Wzorem Lublina, zamojska redakcja Dziennika Wschodniego chce doprowadzić do takich zmian w statucie miasta, które dadzą mieszkańcom inicjatywę uchwałodawczą. W tej chwili ma ją jedynie prezydent oraz radni. Niektóre miasta, jak np. Słupsk już korzystają z inicjatywy obywatelskiej. My chcemy, żeby decydować o sprawach miasta mogli także mieszkańcy Zamościa. - Pomysł jest świetny. Sama chętnie pojawię się na sesji z własnymi pomysłami na zmiany w Zamościu. Bo ci, którzy powinni być głosem swoich wyborców, jakoś bardzo często o nich zapominają i mówią jedynie we własnym imieniu - mówi zamościanka Elżbieta Sobstyl.

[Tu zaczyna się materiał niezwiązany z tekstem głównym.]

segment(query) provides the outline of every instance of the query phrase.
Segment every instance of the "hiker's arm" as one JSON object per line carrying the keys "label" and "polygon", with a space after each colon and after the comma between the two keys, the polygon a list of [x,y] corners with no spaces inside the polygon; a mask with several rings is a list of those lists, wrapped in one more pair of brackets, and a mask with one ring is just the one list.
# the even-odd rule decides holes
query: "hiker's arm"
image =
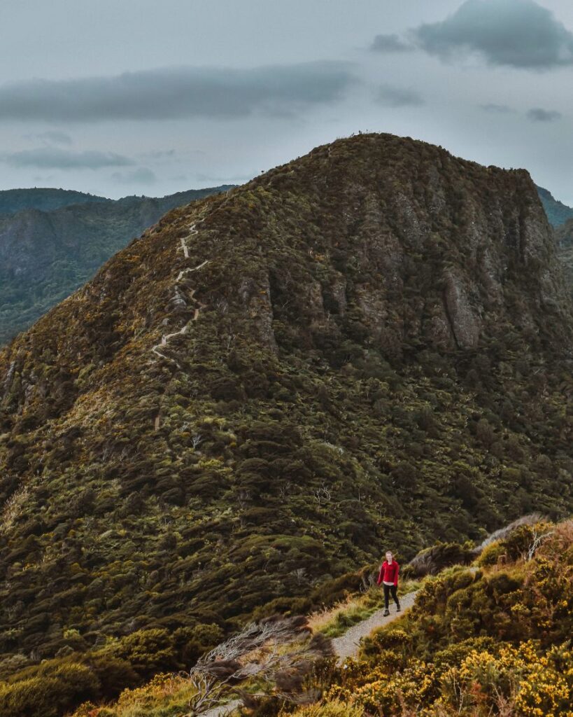
{"label": "hiker's arm", "polygon": [[384,566],[381,565],[380,571],[380,573],[378,573],[378,579],[376,581],[377,585],[380,585],[380,584],[382,582],[382,574],[383,571],[384,571]]}

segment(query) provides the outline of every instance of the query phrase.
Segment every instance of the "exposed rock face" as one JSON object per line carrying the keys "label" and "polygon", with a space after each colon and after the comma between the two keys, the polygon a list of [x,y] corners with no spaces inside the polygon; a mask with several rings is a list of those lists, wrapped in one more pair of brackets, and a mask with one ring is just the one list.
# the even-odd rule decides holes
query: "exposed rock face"
{"label": "exposed rock face", "polygon": [[523,171],[367,135],[174,210],[0,353],[0,652],[569,511],[572,335]]}

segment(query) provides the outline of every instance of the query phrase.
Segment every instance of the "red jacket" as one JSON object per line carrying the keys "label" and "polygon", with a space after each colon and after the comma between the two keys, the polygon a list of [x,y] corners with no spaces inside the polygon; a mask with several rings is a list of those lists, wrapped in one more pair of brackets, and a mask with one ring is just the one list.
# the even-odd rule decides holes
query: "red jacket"
{"label": "red jacket", "polygon": [[392,565],[390,565],[387,561],[385,560],[380,566],[380,574],[378,576],[377,580],[378,584],[380,585],[382,582],[393,582],[398,587],[398,570],[400,570],[400,566],[395,560],[392,561]]}

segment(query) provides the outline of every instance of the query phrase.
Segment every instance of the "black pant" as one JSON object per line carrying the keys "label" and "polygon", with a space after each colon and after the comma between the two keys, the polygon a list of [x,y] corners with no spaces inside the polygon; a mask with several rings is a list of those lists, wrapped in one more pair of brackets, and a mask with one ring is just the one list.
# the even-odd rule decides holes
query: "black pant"
{"label": "black pant", "polygon": [[396,590],[398,589],[395,585],[385,585],[384,583],[382,584],[382,587],[384,588],[384,605],[387,610],[388,602],[390,599],[390,594],[392,593],[392,599],[396,603],[396,605],[400,607],[400,603],[398,602],[398,597],[396,594]]}

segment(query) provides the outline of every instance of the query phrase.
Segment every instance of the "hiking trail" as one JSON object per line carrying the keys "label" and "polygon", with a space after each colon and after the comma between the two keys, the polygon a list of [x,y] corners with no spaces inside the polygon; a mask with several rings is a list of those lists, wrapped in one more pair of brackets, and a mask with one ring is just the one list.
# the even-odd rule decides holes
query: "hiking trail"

Czy to się może udać? - Ja jestem za - mówi Jan Wojciech Matwiejczuk, przewodniczący zamojskiej Rady Miasta. I podpowiada, jak sprawę rozwiązać najprościej. Jego zdaniem, najlepiej dla naszego pomysłu zyskać akceptację członków Komisji Regulaminowej RM, która ma prawo proponowania zmian m.in. do Statucie Miasta Zamość. Jej przewodniczącemu pomysł, by dać mieszkańcom Zamościa prawo wpływania na losy miasta, przypadł do gustu, ale uważa, że warto go jeszcze gruntownie przedyskutować. - Żeby nie było tak, że wprowadzanie tych uchwał obywatelskich pod obrady odbywało się masowo - podkreśla Eugeniusz Cybulski (SLD). Jego zdaniem, inicjatywę uchwałodawczą można by było dać zarządom poszczególnych osiedli albo naprawdę dużym kilkusetosobowym grupom mieszkańców miasta.
Podobnego zdania jest Włodzimierz Hawrot (PiS), kolejny z członków czteroosobowej Komisji Regulaminowej. - Sam swego czasu zasiadałem w zarządzie osiedla, więc wiem, że z tej perspektywy znacznie łatwiej dostrzec problemy i wskazywać sposoby na ich rozwiązanie - mówi. - Dlatego na pewno zagłosuję za tym, by uchwały podejmowane przez komitety osiedlowe trafiały pod obrady Rady Miejskiej.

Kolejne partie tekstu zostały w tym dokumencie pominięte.